22nd September

Bream bubbles on Assaroe Lake

A golden 5.25lb bream. Photo Brendan Connolly

A golden 5.25lb bream. Photo Brendan Connolly

Brendan Connolly

One summer’s evening, two anglers rowed home after a day’s pike fishing on Assaroe Lake. The lake was flat calm and undisturbed and as they glided by tree- lined banks, they noticed several tracks of bubbles on the surface.

Resting the oars, they took a closer look; the tracks snaked their way across the glassy surface. They then saw that new bubbles were appearing at one end of the trail. Intrigued, they watched as the bubbles popped up, moving along seemingly purposefully at a slow but steady pace parallel to each other.
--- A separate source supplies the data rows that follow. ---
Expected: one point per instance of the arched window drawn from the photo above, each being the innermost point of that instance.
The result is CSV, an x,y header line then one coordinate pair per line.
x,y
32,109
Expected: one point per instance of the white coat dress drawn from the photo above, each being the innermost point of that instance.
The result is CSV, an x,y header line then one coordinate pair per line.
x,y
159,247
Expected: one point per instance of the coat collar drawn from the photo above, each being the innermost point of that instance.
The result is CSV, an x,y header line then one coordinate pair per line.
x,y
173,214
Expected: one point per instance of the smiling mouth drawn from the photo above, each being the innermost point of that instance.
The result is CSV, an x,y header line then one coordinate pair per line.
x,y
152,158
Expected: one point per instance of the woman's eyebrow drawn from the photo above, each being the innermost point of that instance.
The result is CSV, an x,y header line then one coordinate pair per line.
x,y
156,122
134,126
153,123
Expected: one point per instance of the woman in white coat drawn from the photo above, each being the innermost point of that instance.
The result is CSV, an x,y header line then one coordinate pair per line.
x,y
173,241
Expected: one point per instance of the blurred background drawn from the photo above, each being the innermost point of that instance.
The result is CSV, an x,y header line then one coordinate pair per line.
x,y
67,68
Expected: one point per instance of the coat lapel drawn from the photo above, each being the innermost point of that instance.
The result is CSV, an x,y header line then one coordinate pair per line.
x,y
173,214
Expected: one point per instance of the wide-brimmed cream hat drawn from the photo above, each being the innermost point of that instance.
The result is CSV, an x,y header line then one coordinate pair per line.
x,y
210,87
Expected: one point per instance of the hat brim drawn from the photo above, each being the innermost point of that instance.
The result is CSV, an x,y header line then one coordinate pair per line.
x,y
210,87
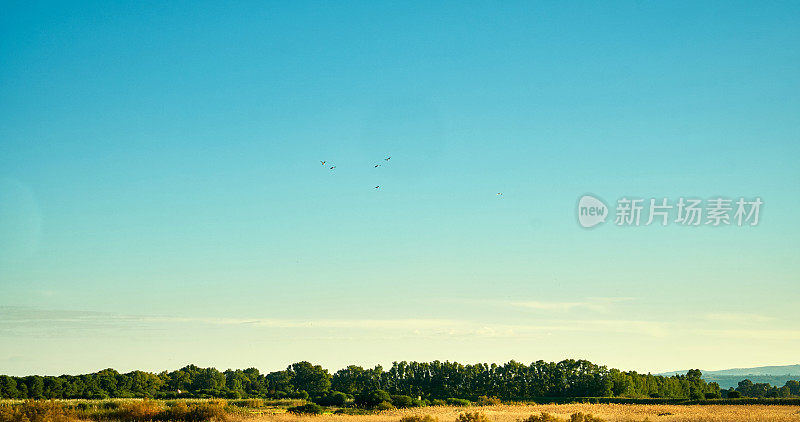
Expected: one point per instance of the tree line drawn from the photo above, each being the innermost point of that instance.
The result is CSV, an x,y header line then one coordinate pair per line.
x,y
749,388
421,382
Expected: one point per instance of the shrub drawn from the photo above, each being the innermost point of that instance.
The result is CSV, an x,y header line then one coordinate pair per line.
x,y
419,403
307,409
249,403
384,405
372,398
417,418
489,401
144,410
207,411
458,402
35,411
402,401
109,405
472,417
334,398
195,412
543,417
580,417
353,411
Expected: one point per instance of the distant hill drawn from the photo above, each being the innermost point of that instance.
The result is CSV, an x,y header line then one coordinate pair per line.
x,y
726,378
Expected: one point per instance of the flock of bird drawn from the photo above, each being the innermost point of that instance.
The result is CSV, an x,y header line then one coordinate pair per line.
x,y
325,163
332,167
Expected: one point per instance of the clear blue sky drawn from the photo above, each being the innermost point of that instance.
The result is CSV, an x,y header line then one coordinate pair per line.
x,y
162,200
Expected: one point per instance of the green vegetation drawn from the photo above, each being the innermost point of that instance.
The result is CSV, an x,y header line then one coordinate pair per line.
x,y
748,388
405,384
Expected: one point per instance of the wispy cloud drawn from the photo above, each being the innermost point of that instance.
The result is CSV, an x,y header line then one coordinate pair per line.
x,y
738,318
596,304
22,321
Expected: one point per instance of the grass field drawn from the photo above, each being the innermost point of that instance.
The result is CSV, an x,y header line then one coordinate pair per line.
x,y
136,410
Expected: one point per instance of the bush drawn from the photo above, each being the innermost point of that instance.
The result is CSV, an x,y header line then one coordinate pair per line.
x,y
402,401
472,417
489,401
195,412
543,417
35,411
384,405
417,418
334,398
207,411
419,403
353,411
144,410
372,398
580,417
307,409
109,405
458,402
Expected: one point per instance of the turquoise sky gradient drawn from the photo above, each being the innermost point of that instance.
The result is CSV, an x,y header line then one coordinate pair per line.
x,y
162,200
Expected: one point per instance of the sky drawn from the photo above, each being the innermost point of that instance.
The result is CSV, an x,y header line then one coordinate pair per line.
x,y
162,200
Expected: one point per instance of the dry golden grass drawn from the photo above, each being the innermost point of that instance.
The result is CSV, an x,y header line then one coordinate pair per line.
x,y
608,412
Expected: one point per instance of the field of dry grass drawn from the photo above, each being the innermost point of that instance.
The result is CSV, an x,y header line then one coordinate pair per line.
x,y
608,412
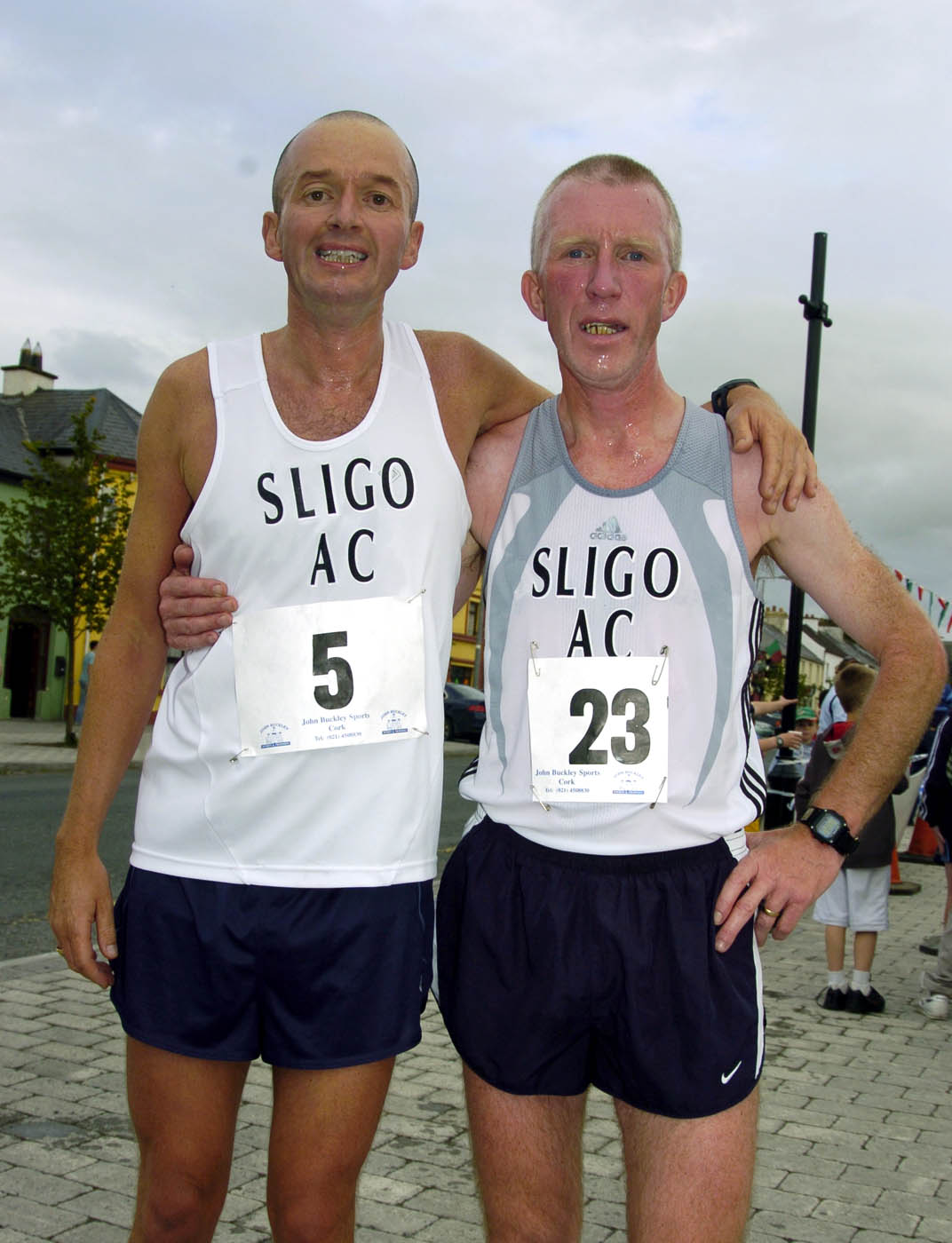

They concluded that the bubbles must be coming from bream feeding on the bottom.

Bream, or Abramis brama, have a down-turned mouth with which they feed on the bottom, hoovering up debri and food. This disturbance releases bubbles which, on a calm day, can be seen on the surface. Bream grow to an impressive size; the Irish record stands at 12 lb 3 oz, and the specimen weight for bream is set at 7.5 lb.

Breadcrumbs, worms, maggots
A year later the two anglers remembered this, and bought breadcrumb for ground bait, and worms and pink and white maggots for bait. By boat they set out to the spot where they had seen the bubbles. Anchoring the boat from both ends, they added water to the breadcrumbs and kneaded balls of about the size of an orange, which they threw in either side of the boat.

Each angler had two rods. One rod fished on the bottom with a small lead weight and a single hook baited with a worm. The other was rigged with a float, held upright with some lead shots and a small number 14 hook, baited with two maggots, one white and one pink.

The anglers used four metre (12 foot) telescopic rods for float fishing. These longer rods gave sufficient distance between the float and the hook so that the hook was near the bottom, while when raising the rod, fish could still be easily netted.

Fishing on opposite sides of the boat, the anglers sat back and took in the quiet lake with its wooded banks reflected in the water, waiting for the fish to find the groundbait. No telltale bubbles were seen. After a while, one of the floats moved slightly, and then shot down out of view. The angler lifted the rod and felt a fish. It was a nice sized perch which he slid into the keepnet. The fish had arrived.

The battles begins
He cast the float rod out again, followed by a scatter of maggots from a bait catapult. After a few minutes the float once again zipped down, pulled by a fine sized roach, which was followed by another two in quick succession.

So far, all the fish had been  caught by one angler on his side of the boat, the other angler had not yet got a bite. No more fish showed for a while but then suddenly, the rod with the ledgered worm on the other side of the boat gave a twitch. The line straightened for a moment, but then went slack again. The line once again tightened and went slack again, but then the rod tip was pulled in a tight arc.

Quickly the second angler took the rod and felt a strong fish. This had to be a bream. Slowly, he reeled in the line  however the fish gave plenty of resistance but gradually came to the surface. The large golden-bronze side of a bream swirled at the surface, to powerfully turn and dive out of view again. Slowly and carefully the angler reeled in again and some minutes later he slid a large 5¼ lb bream into the waiting landing net!

Bubble trails
This was what they had come for. They threw more groundbait into the water  to hold the bream shoal in that spot. With much expectation the rod was reset. The same rod again was pulled into  an arch and another fine bream was netted. At this point a short trail of bubbles could be  seen near the boat. While all this was happening on one side of the boat, the angler on the other side was regularly catching roach.

Two more bream were caught, but to the anglers’ surprise, only bream were caught on one side of the boat and no roach, while  on the other side only roach and no bream were caught!

The afternoon produced two respectable keepnets of fish with a total weight of around 20 lb. After carefully releasing the fish from both keepnets, the anglers returned home satisfied that they had succesfully confirmed the source of the bubble trails on Assaroe Lake.